Han pasado 21 años desde que Vicente Verdú publicó El estilo del mundo. La vida en el capitalismo de ficción. Un libro editado por Anagrama cuya tesis poseía una destacada capacidad anticipatoria, pese a que el término que acuñó ha tenido mucho menos éxito que el de la modernidad líquida de Bauman.
“El capitalismo de ficción aspira esencialmente a gustar”, señalaba Verdú, y tiene ante todo como objetivo la producción de realidad más trivial o ficiticia, “más pueril, antitrágica y simple, expurgada de sentido y de destino, convertida en resguardo y en cultura de la distracción”. Verdú, fallecido en 2018, dejó esta idea que conviene recordar ahora, cuando algunos se precipitan a anunciar el fin del neoliberalismo.
Este escritor y periodista avisaba de la entronización de la seducción y el pasatiempo como ejes de un capitalismo que a principios de siglo parecía querer mostrar mayor sutileza y ergonomía. El autor destacaba la importancia que tomaba la teatralidad y las presencias joviales. “Ni siquiera las manifestaciones contra el hambre o la guerra de Irak debían ser completamente malhumoradas. La gente no las soportaría”, observaba Verdú, subrayando el poder de la infantilización, el deterioro de los ideales ilustrados, la sustitución de la crítica social por un 'conservadurismo compasivo', o la consolidación de una sociedad “hambrienta de impactos”.
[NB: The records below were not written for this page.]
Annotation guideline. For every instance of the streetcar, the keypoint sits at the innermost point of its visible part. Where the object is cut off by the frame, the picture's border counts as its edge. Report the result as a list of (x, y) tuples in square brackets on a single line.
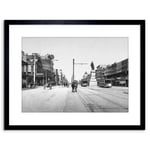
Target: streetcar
[(106, 83), (84, 83)]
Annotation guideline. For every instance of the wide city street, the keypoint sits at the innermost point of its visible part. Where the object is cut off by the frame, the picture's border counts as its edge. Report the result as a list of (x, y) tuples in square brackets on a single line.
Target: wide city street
[(86, 99)]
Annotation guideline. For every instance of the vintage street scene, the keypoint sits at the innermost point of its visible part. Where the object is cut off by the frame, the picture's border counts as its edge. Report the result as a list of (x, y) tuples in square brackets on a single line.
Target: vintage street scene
[(75, 74)]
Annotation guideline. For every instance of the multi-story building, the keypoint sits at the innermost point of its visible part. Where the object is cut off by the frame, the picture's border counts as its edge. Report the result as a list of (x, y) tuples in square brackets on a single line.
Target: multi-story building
[(117, 72), (36, 70)]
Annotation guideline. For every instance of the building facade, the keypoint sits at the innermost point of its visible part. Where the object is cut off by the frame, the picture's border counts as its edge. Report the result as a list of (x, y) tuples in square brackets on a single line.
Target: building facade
[(116, 72)]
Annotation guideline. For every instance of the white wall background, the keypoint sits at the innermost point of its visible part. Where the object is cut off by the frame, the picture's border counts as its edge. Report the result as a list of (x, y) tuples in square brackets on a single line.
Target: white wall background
[(67, 9)]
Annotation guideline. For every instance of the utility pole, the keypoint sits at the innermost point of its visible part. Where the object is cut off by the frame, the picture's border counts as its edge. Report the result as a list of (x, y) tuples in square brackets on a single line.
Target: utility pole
[(73, 76), (73, 70)]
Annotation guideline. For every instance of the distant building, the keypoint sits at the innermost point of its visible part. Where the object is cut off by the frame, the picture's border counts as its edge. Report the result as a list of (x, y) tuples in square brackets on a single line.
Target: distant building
[(117, 72), (36, 69)]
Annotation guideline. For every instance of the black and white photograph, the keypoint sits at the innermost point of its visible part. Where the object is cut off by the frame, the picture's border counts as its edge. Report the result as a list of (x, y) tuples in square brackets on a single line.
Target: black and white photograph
[(75, 74)]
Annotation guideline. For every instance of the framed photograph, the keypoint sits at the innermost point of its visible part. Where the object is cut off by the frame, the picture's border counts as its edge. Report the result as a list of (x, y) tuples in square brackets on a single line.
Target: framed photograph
[(74, 74)]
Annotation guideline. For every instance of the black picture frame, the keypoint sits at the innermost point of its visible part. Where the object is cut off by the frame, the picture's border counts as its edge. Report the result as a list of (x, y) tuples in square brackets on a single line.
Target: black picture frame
[(7, 24)]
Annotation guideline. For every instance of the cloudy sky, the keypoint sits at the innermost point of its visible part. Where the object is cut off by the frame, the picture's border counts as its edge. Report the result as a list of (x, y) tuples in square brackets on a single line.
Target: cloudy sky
[(84, 50)]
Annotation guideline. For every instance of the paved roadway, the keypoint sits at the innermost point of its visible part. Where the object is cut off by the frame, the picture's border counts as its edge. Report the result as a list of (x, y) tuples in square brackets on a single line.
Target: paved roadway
[(87, 99)]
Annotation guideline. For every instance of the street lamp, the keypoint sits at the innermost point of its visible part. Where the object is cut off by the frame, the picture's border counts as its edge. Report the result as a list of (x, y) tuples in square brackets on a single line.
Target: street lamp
[(34, 60)]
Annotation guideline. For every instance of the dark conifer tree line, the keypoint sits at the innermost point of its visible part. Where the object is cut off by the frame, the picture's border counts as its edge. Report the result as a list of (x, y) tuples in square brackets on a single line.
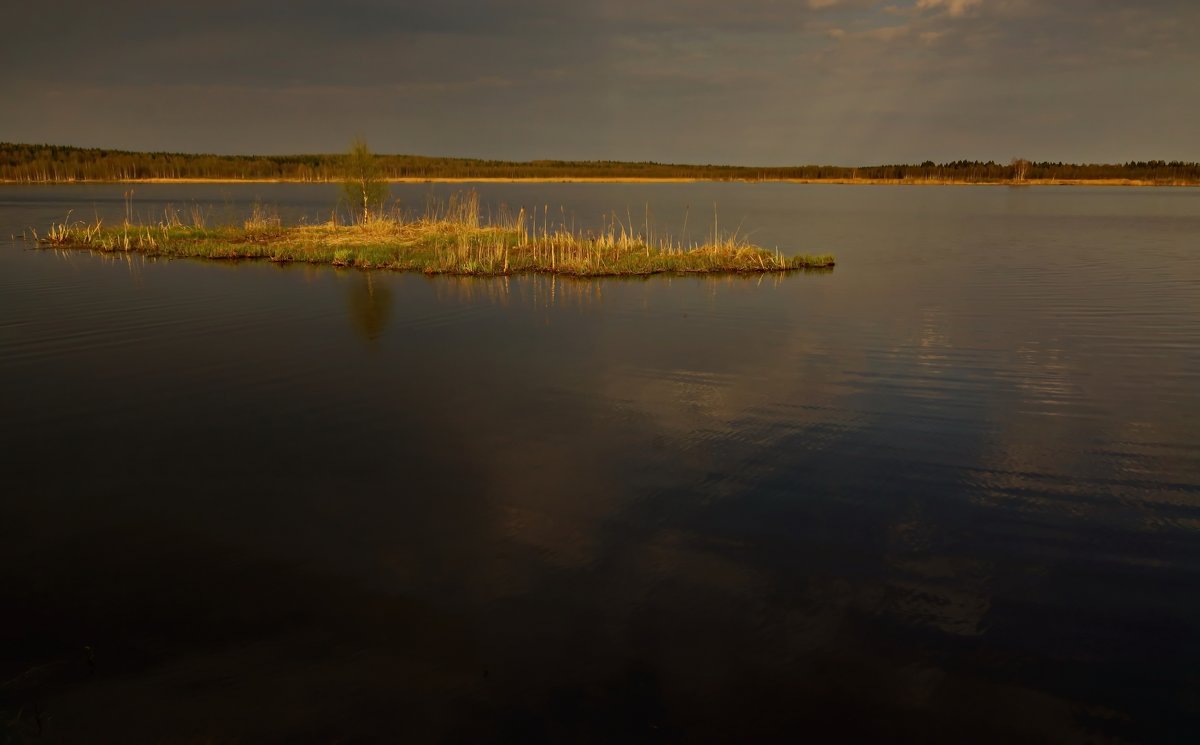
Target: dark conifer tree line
[(59, 163)]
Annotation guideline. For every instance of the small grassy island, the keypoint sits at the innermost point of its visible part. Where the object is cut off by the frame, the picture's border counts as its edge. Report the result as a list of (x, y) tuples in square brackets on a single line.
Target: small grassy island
[(447, 239)]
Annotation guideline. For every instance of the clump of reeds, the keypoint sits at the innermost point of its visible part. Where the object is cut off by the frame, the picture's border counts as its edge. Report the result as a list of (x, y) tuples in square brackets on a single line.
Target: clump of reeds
[(448, 238)]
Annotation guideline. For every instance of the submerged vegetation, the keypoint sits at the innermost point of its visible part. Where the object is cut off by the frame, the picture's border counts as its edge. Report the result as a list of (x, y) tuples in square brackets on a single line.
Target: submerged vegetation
[(448, 238), (57, 163)]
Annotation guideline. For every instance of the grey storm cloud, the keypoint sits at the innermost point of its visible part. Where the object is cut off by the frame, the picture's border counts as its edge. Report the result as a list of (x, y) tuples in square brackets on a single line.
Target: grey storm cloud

Las tesis de Verdú eran previas al estallido de la crisis de 2008 y a la indignación subsiguiente. Los tiempos actuales son más descarnados. Los efectos de distintas turbulencias y de la actual ola reaccionaria no han sido inocuos. Verdú aseguraba que el capitalismo de ficción había “comprendido el rechazo al materialismo grosero”, si bien observaba el culto a las marcas, que ya para entonces trajinaban a fondo en nuestra psique.
Hoy más que de cool hunters se habla de influencers, youtubers o tiktokers, emisores con tronío en la nueva jungla de la comunicación. Las redes digitales han sido otro fenómeno clave posterior a este ensayo. Con internet aún incipiente, primó la fábula del ágora democratizadora y horizontal. Hoy las redes nos proporcionan eco y conocimientos, pero también un chorretón de impactos efímeros que nos birlan cada día la atención y nos colman de inanidad a base de ambrosías algorítimacas de consumo rápido.
Dos décadas después de que Verdú nos contase que el sistema tiene mucho de trilero, tanto simulacro puede habernos vuelto unos tahúres
En el imperio de la ficción y la liviandad, ni la política ni la información se sustraen precisamente a este desquiciante frenesí. De ahí que pululen los prestidigitadores de derechas y de izquierdas, las poesías de centro, las fantasías generacionales e intergeneracionales. Porque existen fingimientos nacionales o cosmopolitas, jacobinos o independentistas, monárquicos o republicanos. Hay quimeras comunitarias y sobre todo individualistas; hipocresías europeístas y atlantistas, relatos socorridos, argumentarios de goma, seguidismos acríticos y hasta malditas ficciones ante determinados terrores. Por no hablar de la filfa huidiza de quienes desconectan del periodismo, y en su fortín escapista se creen emancipados o paladines de algo.
En esta era del porfa, el gym, el reel o los likes, vivimos abreviando, clavados a nuestras pantallas, atajando y aparentando, pendientes de nuestros placebos. Pero la banalidad no lo aguanta todo. Con este nivel de incertidumbre la desconfianza se agolpa como una enorme joroba. O se aborda y se pondera, o se sublimará. Como constató en su día Verdú, el sistema tiene mucho de “trilero”. Lo más inquietante, con tanto simulacro en vena, es que este jodido capitalismo nos esté volviendo unos trileros a nosotros mismos, tahúres en autoengaños, adictos al espectáculo y las apariencias.